Оно, убранство, оказалось вызывающе неброским. В других компаниях, где мне приходилось страховаться от стихийных бедствий, солидность заведения подчеркивалась дорогим и престижным интерьером — от полотна эпохи Ренессанса (холст, масло) до компьютера с турбоохлаждением. По крайней мере, я так представляю себе крепко стоящую на ногах фирму.
Здесь ничего такого. Картонный Пикассо, пришпиленный кнопками к дешевым обоям, пожелтевший от засухи кактус на металлическом сейфе и календарь с третьесортной девицей без одежды, рекламирующий компанию «Стикс» — светлую полосу в твоей жизни.
Хотя, может, такая обстановка — это тоже рекламный трюк. Смотрите, мол, какие мы удивительные ребята. У самих ничего, кроме кактуса, потому что все клиенту, все для клиента…
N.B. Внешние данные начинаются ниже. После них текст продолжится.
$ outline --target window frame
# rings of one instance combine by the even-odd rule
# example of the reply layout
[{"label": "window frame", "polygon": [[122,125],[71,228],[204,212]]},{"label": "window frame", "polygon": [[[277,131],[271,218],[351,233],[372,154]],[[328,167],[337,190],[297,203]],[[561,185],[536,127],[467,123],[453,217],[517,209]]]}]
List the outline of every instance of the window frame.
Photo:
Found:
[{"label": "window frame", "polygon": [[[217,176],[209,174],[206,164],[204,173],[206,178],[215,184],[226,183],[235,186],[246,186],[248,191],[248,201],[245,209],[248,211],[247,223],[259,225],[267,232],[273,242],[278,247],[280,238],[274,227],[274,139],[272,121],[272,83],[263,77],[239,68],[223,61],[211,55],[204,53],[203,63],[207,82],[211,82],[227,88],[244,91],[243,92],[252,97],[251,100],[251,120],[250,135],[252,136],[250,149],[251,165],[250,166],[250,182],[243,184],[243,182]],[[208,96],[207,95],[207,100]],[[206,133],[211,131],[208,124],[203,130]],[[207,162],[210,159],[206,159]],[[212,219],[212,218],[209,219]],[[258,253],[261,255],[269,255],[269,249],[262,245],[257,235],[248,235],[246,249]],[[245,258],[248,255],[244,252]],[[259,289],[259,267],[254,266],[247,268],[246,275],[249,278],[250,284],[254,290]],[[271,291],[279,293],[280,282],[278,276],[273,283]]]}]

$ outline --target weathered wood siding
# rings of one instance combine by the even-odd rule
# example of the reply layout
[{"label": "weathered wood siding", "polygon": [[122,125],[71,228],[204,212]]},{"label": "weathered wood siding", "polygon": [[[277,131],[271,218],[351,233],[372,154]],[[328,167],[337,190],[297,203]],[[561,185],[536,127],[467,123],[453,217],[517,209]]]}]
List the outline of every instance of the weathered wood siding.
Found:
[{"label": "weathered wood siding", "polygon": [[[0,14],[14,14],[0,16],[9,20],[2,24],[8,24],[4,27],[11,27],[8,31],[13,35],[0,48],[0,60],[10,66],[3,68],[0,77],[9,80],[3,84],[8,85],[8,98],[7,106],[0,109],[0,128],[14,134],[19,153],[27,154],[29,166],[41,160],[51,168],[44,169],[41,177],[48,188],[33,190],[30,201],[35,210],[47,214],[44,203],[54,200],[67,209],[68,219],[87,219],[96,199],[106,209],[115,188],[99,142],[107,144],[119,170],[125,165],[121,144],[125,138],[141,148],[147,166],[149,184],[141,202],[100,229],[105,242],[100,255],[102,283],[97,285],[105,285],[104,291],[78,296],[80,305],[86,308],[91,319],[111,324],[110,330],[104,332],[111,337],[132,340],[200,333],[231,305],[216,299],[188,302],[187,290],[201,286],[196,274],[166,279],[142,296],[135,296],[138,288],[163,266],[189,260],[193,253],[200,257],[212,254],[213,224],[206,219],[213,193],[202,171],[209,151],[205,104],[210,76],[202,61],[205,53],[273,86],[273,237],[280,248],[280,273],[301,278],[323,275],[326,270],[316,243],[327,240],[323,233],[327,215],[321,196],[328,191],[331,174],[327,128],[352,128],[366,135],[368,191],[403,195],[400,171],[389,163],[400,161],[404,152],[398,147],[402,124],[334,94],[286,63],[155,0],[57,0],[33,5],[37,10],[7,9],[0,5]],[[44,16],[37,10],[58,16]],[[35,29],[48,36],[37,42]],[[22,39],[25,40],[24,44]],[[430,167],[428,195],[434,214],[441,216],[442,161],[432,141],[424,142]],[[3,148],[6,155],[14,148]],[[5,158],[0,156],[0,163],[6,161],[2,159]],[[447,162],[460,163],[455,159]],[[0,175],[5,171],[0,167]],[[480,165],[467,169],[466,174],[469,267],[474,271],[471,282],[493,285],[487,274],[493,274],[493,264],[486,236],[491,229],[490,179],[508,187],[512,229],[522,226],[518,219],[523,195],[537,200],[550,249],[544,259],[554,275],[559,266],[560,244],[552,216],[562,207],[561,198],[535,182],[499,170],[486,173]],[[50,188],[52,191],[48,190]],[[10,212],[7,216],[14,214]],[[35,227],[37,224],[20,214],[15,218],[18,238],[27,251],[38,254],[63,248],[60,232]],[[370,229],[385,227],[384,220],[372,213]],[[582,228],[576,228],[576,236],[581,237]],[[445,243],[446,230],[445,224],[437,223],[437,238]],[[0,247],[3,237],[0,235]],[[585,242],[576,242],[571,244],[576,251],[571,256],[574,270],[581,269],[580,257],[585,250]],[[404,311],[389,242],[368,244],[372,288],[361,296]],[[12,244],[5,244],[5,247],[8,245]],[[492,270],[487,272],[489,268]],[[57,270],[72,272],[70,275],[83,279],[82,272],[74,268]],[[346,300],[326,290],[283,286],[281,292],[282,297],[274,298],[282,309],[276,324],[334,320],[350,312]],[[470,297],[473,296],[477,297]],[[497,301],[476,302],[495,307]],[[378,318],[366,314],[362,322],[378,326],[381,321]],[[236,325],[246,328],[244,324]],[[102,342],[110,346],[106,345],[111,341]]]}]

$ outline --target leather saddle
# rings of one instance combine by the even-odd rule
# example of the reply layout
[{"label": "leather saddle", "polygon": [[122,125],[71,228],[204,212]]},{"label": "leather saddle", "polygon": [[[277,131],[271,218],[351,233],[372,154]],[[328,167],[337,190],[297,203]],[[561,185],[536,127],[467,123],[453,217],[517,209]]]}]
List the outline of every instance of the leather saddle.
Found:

Второй стол в комнате показывал, что голубой агент трудится не один. То же самое утверждала рогатая вешалка, на которой, кроме черной мужской куртки и меховой шапки, повисло коричневое женское пальто с меховой отделкой — мечта продавщицы Леночки. Вывод: товарищ управляющий вышла. Возможные варианты опустим. С каждым может случиться. Я вот, кстати, тоже захотел.
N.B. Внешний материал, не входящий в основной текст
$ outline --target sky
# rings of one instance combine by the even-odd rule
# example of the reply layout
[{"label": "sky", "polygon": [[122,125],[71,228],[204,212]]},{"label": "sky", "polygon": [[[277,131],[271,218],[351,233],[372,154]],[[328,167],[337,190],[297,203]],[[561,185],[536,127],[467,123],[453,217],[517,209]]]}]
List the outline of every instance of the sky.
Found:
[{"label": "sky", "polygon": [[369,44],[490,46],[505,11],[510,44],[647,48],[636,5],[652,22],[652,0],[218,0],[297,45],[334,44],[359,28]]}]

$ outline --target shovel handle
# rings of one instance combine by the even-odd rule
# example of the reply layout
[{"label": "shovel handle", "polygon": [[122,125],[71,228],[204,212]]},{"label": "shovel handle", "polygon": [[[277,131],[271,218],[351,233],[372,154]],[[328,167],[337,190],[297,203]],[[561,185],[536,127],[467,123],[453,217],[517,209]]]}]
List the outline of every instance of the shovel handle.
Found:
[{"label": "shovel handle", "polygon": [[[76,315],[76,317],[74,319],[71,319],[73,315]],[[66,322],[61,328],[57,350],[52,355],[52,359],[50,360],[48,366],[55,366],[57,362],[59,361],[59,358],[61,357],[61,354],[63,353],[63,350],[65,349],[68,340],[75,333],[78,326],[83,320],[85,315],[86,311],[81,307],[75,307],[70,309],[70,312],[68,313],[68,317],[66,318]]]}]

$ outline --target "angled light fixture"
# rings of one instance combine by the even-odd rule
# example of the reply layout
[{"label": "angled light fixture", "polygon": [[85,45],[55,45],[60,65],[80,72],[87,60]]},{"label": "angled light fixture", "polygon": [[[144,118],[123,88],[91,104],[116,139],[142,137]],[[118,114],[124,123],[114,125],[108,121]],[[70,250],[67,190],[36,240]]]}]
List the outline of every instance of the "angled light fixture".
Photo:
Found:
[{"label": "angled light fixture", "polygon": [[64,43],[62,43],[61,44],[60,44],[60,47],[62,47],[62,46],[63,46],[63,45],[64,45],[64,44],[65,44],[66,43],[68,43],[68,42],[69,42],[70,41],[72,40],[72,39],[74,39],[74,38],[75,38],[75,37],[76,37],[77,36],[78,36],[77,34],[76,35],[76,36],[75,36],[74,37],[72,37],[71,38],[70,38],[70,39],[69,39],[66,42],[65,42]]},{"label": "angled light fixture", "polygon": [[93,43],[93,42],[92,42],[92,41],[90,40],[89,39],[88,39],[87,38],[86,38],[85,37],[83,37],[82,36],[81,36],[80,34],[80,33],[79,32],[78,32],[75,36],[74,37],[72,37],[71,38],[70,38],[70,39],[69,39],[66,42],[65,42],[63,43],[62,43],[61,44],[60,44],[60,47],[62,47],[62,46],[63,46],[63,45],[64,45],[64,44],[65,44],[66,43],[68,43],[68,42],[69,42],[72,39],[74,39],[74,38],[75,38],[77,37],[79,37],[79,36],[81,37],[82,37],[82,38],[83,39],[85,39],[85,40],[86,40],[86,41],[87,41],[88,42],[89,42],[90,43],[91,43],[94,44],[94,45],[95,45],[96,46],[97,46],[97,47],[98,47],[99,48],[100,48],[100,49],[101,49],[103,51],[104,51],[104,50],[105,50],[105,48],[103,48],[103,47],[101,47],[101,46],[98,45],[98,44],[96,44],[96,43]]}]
Поэтому говорим спасибо и отваливаем.
До дверей на улицу меня не провожают, приходится искать санитарный узел в одиночку. Он на всю компанию единственный и ужасно отталкивающий. Про чудеса фирмы «Искра-софт» в «Стиксе» никогда не слыхали. Но зато, как и в нашем отделе, пользуются газетами.
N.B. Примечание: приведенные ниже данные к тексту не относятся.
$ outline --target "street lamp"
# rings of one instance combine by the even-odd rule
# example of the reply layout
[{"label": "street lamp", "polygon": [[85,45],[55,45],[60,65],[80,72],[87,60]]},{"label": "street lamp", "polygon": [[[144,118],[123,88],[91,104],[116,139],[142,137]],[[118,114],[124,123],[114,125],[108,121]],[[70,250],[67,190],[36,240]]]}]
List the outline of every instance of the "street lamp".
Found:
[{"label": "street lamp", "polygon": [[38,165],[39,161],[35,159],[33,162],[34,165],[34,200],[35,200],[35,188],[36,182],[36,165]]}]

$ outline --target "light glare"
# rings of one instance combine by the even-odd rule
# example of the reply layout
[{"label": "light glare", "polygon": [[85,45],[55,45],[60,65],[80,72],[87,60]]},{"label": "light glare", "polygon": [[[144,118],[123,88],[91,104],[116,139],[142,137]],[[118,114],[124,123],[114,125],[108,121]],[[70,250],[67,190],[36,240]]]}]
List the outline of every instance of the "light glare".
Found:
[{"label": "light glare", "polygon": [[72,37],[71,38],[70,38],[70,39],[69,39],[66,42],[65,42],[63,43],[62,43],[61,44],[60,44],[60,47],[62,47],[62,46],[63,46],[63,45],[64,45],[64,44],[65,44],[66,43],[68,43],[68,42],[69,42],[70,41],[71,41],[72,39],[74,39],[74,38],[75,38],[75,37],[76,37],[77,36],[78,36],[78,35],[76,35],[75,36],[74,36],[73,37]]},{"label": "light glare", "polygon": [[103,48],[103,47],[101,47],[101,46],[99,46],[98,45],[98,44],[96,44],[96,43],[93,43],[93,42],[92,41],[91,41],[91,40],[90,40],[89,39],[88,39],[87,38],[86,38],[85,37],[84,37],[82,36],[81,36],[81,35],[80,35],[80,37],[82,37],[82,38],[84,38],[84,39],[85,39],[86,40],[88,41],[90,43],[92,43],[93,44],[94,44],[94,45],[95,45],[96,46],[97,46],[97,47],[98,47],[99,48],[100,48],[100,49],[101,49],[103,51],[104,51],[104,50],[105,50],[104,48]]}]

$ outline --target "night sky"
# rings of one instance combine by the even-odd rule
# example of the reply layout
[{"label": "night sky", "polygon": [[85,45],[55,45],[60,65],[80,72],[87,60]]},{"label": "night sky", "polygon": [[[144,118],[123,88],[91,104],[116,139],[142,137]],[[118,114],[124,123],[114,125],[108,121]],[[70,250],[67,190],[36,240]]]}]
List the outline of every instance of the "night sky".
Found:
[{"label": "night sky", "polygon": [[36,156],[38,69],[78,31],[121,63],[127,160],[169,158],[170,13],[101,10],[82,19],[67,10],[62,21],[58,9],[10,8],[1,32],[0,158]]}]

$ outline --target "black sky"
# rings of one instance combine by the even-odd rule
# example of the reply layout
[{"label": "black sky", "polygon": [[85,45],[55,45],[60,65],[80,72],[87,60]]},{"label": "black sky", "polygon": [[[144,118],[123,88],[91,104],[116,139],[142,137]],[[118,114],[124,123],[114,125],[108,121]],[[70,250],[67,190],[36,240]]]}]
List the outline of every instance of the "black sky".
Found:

Туалет пуст. (Я, разумеется, сначала постучал.)
С подозрением вглядываюсь в коридор компании. В нем помимо туалетной и дубовой есть еще одна дверь. Наверное, директор за ней. Я перемещаюсь по коридору и дергаю ручку. Кукиш, замочек мешает.
Вспоминается бесстыдное детство, и глаз опускается до замочной скважины. Скважина большая, но в нее ни черта не видно, кроме картины Малевича «Черный квадрат». Охов и вздохов тоже не слышно. Я надеялся — вдруг Ирина Алексеевна стесняется при свете.
— Эй, ты что там забыл?
Я мгновенно выпрямляюсь и, кивая вниз, стеснительно говорю:
— Да вот, туалетик бы…
— У нас только служебный, иди к метро.
Товарищ в «бордо» не уходит, то есть ждет моего исчезновения. С горестной миной на лице я исчезаю.
На пороге «Стикса» меня ждет неудачный оборот событий. Напротив останавливается темно-синий «вольвешник», и из него, сжимая под мышкой кожаную папку и держа в руке букет ярко-алых роз, выползает Аркадий Андреевич Блюминг. Радость-то какая! Здравствуй, сынок! Насовсем? Нет, мама…
Деваться мне некуда, и я иду на врага с открытым забралом и твердым взором. Если честно, то лучше б нам не встречаться. Копать удобнее втемную.
— Вы? Что вы тут?…
Я немного взволнован и начинаю резать матку-правду:
— Чтобы вот! Хочу поговорить с Рябининой Ириной Алексеевной. По поводу вашего нечаянного падения. Якобы нечаянного. Может, она подтвердит слова товарища Касторкина?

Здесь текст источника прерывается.